Travel India

Ranthambhore National Park might be gazetted as 1334 square kilometres but tigers, of course, have very little regard for human boundaries. There are regular reports of tiger spoor (and attacks on livestock) in farmlands around the park, but in 2003 Machali’s three-year-old son, Broken Tail, was killed by a train 180 kilometres from the reserve, experts considered it abnormal that he’d roamed so far. They were wrong – and they know that now because of data captured by Amarsingh and the other farmers who work for Tiger Watch.

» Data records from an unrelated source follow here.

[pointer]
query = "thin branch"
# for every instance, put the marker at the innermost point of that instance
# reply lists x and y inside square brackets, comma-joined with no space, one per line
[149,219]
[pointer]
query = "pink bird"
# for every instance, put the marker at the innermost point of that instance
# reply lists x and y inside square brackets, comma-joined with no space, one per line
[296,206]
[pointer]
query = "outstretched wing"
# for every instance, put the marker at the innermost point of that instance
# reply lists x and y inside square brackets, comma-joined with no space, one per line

Amarsingh is one of 20 Village Wildlife Volunteers (VWV) who have been trained to use camera traps and GPS’s and transfer data to the Tiger Watch headquarters in Sawai Madhopur. Since 2015, the VWVs have recorded and tracked the movements of the cats, and the data they’ve collected is giving conservationists insight into what tigers need to survive: a network of protected areas through which they can safely roam.

Ranthambore’s Culture

The VWVs have evolved into valuable go-betweens for park authorities and villagers by managing the man-animal conflict that threatens the future of India’s wildlife, and in just 18 months they’ve become the humble protectors of Ranthambhore’s tigers.

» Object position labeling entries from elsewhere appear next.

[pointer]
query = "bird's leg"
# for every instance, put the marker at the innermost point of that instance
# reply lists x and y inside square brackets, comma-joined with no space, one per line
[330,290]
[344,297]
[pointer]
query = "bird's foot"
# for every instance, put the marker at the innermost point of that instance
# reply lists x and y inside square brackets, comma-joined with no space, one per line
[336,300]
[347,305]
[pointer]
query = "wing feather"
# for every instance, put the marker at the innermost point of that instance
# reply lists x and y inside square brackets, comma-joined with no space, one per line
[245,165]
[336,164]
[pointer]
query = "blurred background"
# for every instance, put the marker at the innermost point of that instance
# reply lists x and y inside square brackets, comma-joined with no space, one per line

So that’s how Amarsingh ended up tending camera traps as well as his wheat crop, and after a good night’s sleep beside his field that night last December, Amarsingh woke up at dawn and happened to look over the edge of his bed. All at once, he felt elated, terrified, bemused and relieved: there, a few centimetres from his face, was the bold pugmark of a tigress. He saw another, and another, so he followed them: the spoor led Amarsingh straight to the camera trap he’d checked before going to bed. At 11.36 pm, the camera showed, a mature tigress had casually sauntered past the lens.

“The tiger sniffed me and left,” said Amarsingh, twirling his moustache. “She gave me a message: you are my saviour and I will not hurt you.”

From subsistence farmer to champion of tigers: in India, you see, life is anything but ordinary.